接下来我们就要开始编写词法分析器了,在Lexer中我们需要先把指令集和终结符号保存为静态变量以便读取。

import java.util.ArrayList;
import java.util.Hashtable;
import java.util.List;

public class Lexer {
    private final Hashtable<String, Instruction> instructions = new Hashtable<String, Instruction>();
    private final List<Character> terminals = new ArrayList<>();
    public LexerTmp() {
        reserve(new InstructionR("mov", "000001","", false));
        reserve(new InstructionI("movi", "000010"));

        reserve(new InstructionR("add", "000011","000001",true));
        reserve(new InstructionR("sub", "000011","000011",true));
        reserve(new InstructionR("mul", "000011","000100",true));
        reserve(new InstructionR("div", "000011","000101",true));
        reserve(new InstructionR("neg", "000011","000110",true));
        reserve(new InstructionRS("sra", "000011","00000","000111"));
        reserve(new InstructionRS("sll", "000011","00000","001000"));
        reserve(new InstructionRS("slr", "000011","00000","001001"));
        reserve(new InstructionR("and", "000011","001010",true));
        reserve(new InstructionR("or", "000011","001011",true));
        reserve(new InstructionR("not", "000011","001100",true));
        reserve(new InstructionR("nand", "000011","001101",true));
        reserve(new InstructionR("nor", "000011","001110",true));
        reserve(new InstructionR("xnor", "000011","001111",true));
        reserve(new InstructionR("xor", "000011","010000",true));

        reserve(new InstructionI("beq", "000100"));
        reserve(new InstructionI("bne", "000101"));
        reserve(new InstructionI("bgt", "000110"));
        reserve(new InstructionI("blt", "000111"));

        reserve(new InstructionJ("jmp", "001000"));

        reserve(new InstructionI("ld", "001001"));
        reserve(new InstructionI("lwl", "001010"));
        reserve(new InstructionI("lwr", "001011"));
        reserve(new InstructionI("lha", "001100"));
        reserve(new InstructionI("lhb", "001101"));
        reserve(new InstructionI("lhc", "001110"));
        reserve(new InstructionI("lhd", "001111"));

        reserve(new InstructionJ("sr", "010000"));

        reserve(new InstructionI("sd", "010001"));
        reserve(new InstructionI("swl", "010010"));
        reserve(new InstructionI("swr", "010011"));
        reserve(new InstructionI("sha", "010100"));
        reserve(new InstructionI("shb", "010101"));
        reserve(new InstructionI("shc", "010110"));
        reserve(new InstructionI("shd", "010111"));

        reserve(new InstructionJ("nop", "011000"));
        reserve(new InstructionJ("hlt", "011001"));

        reserve(new InstructionI("addi", "011010"));
        reserve(new InstructionI("subi", "011011"));
        reserve(new InstructionI("muli", "011100"));
        reserve(new InstructionI("divi", "011101"));

        reserve(new InstructionI("jr", "011110"));
        reserve(new InstructionI("lui", "011111"));

        terminals.add('$');
        terminals.add(',');
    }

    public void reserve(Instruction instruction) {
        instructions.put(instruction.name, instruction);
    }
}

接下来就是最重要的部分了,我们在上面对一条指令进行了逐字节分析,现在用代码来实现吧。

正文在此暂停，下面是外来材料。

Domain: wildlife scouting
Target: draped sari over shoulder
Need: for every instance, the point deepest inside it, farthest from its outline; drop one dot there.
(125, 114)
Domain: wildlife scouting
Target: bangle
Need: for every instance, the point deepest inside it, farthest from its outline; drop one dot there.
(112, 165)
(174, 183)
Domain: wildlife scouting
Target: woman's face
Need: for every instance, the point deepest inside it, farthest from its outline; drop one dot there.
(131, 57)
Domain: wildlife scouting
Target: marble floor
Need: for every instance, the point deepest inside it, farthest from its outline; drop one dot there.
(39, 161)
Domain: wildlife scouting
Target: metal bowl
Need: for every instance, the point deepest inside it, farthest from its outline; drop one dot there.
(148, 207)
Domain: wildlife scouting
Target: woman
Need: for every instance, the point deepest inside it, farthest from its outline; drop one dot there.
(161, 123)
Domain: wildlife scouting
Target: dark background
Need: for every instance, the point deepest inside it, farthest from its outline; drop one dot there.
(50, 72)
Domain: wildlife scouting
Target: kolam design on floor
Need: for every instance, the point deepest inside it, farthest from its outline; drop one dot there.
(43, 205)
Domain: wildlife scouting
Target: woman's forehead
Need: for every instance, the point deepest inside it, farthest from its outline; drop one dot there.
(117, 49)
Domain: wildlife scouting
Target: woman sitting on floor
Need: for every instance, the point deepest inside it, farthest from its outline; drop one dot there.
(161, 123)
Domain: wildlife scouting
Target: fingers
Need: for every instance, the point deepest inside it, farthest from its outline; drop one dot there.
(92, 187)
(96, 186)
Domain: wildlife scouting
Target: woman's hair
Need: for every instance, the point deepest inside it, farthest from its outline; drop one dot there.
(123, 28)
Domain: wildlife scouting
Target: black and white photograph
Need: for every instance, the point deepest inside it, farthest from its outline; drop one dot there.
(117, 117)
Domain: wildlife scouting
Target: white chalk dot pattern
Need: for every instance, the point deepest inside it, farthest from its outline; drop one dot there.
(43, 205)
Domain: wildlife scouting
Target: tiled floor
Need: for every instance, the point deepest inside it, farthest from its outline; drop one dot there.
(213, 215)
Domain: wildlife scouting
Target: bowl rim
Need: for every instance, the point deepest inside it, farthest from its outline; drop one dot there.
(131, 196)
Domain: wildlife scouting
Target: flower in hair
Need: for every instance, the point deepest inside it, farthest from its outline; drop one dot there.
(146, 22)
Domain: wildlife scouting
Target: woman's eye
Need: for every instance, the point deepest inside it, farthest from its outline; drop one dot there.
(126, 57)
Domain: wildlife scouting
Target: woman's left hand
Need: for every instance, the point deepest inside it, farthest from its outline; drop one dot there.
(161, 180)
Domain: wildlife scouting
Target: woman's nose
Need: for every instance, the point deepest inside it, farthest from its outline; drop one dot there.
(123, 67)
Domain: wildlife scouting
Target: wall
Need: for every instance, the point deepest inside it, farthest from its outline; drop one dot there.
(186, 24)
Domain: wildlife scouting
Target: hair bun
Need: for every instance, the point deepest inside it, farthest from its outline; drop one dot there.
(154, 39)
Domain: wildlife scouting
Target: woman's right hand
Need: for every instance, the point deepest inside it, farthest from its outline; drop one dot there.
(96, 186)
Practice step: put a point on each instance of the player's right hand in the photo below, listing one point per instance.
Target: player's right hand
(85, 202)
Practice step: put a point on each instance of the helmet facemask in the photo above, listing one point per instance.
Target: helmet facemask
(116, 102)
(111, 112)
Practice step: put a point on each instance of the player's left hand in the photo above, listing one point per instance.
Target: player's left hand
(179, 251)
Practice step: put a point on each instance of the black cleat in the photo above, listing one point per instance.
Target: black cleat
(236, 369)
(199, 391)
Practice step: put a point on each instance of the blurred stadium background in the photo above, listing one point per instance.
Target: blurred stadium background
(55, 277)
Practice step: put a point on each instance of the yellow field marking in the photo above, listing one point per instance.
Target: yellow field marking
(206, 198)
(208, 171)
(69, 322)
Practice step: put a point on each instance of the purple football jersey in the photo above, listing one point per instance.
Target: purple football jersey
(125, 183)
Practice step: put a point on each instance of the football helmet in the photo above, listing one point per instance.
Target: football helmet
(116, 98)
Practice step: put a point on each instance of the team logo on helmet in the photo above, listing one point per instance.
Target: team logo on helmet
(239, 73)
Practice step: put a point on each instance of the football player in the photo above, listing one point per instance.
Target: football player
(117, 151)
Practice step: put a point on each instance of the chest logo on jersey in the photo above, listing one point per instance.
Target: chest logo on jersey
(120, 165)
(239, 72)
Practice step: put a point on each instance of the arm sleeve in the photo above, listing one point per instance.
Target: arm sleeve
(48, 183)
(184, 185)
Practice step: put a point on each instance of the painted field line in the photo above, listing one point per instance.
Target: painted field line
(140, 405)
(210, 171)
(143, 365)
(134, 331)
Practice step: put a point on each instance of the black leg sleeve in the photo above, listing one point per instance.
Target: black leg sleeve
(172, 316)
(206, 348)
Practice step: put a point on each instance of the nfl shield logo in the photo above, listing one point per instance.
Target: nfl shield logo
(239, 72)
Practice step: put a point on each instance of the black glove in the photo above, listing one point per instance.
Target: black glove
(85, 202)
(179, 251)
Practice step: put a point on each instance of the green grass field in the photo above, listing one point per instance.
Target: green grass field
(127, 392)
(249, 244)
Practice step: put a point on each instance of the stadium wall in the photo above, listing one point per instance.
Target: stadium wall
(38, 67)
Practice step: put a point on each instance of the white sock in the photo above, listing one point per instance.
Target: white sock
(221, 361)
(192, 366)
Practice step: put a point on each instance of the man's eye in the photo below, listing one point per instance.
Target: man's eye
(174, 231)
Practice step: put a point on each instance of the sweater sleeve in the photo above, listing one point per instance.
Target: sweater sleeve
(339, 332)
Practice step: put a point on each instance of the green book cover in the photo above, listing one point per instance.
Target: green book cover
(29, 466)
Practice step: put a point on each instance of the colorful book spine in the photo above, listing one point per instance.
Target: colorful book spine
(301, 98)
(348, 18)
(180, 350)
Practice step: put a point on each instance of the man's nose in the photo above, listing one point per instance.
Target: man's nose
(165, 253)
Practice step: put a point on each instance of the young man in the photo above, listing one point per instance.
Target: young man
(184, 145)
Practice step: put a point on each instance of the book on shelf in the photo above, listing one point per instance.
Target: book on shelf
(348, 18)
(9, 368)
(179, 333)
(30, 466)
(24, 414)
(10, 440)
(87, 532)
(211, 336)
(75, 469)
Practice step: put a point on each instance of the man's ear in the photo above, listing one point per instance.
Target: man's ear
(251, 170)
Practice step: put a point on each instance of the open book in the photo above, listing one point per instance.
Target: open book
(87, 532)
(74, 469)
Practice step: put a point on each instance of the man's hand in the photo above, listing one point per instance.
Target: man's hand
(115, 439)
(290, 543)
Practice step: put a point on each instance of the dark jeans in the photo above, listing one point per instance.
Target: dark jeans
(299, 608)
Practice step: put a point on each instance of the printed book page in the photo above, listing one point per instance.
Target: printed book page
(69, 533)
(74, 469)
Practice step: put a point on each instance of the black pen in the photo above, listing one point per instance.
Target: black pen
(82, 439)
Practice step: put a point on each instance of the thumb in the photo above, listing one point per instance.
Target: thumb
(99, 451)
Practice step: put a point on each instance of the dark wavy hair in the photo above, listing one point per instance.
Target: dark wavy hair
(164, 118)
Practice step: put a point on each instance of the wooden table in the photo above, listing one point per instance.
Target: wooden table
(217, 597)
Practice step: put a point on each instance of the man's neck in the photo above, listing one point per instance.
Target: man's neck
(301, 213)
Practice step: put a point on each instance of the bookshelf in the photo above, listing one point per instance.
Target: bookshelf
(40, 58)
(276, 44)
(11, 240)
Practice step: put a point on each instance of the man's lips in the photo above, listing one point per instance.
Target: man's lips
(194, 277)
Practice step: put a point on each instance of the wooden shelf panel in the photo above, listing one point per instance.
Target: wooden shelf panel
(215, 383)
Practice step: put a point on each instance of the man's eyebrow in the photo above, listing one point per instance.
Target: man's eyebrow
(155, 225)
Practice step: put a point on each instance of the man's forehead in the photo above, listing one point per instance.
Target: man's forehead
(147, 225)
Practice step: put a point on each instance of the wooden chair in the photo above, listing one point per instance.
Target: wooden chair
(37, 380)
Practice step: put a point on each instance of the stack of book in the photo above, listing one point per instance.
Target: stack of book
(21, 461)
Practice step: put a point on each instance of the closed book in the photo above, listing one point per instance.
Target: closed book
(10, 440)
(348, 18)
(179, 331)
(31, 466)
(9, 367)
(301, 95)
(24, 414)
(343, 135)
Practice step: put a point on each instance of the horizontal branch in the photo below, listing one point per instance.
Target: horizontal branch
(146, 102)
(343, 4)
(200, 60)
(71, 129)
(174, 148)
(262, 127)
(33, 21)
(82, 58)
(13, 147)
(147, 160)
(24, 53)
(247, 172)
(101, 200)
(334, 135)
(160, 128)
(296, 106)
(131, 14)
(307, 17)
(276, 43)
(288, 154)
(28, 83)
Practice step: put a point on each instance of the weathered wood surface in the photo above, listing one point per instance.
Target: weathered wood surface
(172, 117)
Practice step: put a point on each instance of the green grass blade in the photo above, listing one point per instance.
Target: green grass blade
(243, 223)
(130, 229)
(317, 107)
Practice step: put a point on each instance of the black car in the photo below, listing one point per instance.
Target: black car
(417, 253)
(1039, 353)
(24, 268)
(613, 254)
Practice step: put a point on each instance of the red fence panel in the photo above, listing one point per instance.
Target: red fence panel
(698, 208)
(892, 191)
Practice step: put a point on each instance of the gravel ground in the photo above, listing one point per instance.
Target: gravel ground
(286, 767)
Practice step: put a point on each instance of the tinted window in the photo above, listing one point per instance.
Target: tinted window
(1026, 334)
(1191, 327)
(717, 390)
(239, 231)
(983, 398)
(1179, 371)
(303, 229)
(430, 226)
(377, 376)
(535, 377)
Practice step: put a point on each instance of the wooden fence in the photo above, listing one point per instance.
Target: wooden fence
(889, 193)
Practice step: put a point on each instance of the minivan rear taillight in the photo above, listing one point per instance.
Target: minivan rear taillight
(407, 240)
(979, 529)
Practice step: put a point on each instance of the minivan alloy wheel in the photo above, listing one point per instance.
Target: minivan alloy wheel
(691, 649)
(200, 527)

private static final int SCAN_MARK_NORMAL = 0;
private static final int SCAN_MARK_REGISTER = 1;
private static final int SCAN_MARK_SPLITTER = 2;
public List<Token> scan(String line, int lineCount) {
    List<Token> tokenList = new ArrayList<>();
    int tag = SCAN_MARK_NORMAL;
    StringBuilder tmp = new StringBuilder();
    for (int i = 0; i < line.length(); i++) {
        char c = line.charAt(i);
        tmp.append(c);
        if (terminals.contains(c)) {
            if (c == '$') {
                tag = SCAN_MARK_REGISTER;
                tmp = new StringBuilder();
            } else if (c == ',') {
                tag = SCAN_MARK_SPLITTER;
                tmp = new StringBuilder();
            }
        } else if (Character.isLetter(c)) {
            if (tag == SCAN_MARK_NORMAL) {
                if (instructions.containsKey(tmp.toString())) {
                    if (i + 1 >= line.length() || !Character.isLetter(line.charAt(i + 1))) {
                        tokenList.add(instructions.get(tmp.toString()));
                    }
                }
            } else if (tag == SCAN_MARK_REGISTER) {
                String regName = "$" + tmp;
                if (Registers.contains(regName)) {
                    tokenList.add(new Register(regName));
                }
            } else {
                if (tmp.toString().startsWith("0x")) {
                    if ((i + 1) >= line.length() || terminals.contains(line.charAt(i + 1))) {
                        NumHex numHex = new NumHex(tmp.toString());
                        tokenList.add(numHex);
                        if (!Parser.isHexIllegal(numHex.getHex())) {
                            throw new IllegalStateException(String.format("Illegal hex number : %s, at line %s : %s", numHex.hex, lineCount, line));
                        }
                    }
                }
            }
        } else if (Character.isDigit(c)) {
            if (tag == SCAN_MARK_REGISTER) {
                String regName = "$" + tmp;
                if (Registers.contains(regName)) {
                    tokenList.add(new Register(regName));
                }
            } else if (tag == SCAN_MARK_NORMAL) {
                // If the after char is x, that means this is a hex number
                if (i + 1 < line.length() && line.charAt(i + 1) == 'x') {
                    tmp = new StringBuilder("0");
                }
                if (tmp.toString().startsWith("0x")) {
                    if ((i + 1) >= line.length() || terminals.contains(line.charAt(i + 1))) {
                        NumHex numHex = new NumHex(tmp.toString());
                        tokenList.add(numHex);
                        if (!Parser.isHexIllegal(numHex.getHex())) {
                            throw new IllegalStateException(String.format("Illegal hex number : %s, at line %s : %s", numHex.hex, lineCount, line));
                        }
                    }
                }
            } else {
                if (tmp.toString().startsWith("0x")) {
                    if ((i + 1) >= line.length() || terminals.contains(line.charAt(i + 1))) {
                        NumHex numHex = new NumHex(tmp.toString());
                        tokenList.add(numHex);
                        if (!Parser.isHexIllegal(numHex.getHex())) {
                            throw new IllegalStateException(String.format("Illegal hex number : %s, at line %s : %s", numHex.hex, lineCount, line));
                        }
                    }
                }
            }
        } else {
            throw new IllegalArgumentException(String.format("Unknown character %s, at line %s : %s", c, lineCount, line));
        }
    }
    return tokenList;
}

如上所示,用SCAN_MARK来标记接下来要读取的词素是什么类型,以便向tokenList添加元素。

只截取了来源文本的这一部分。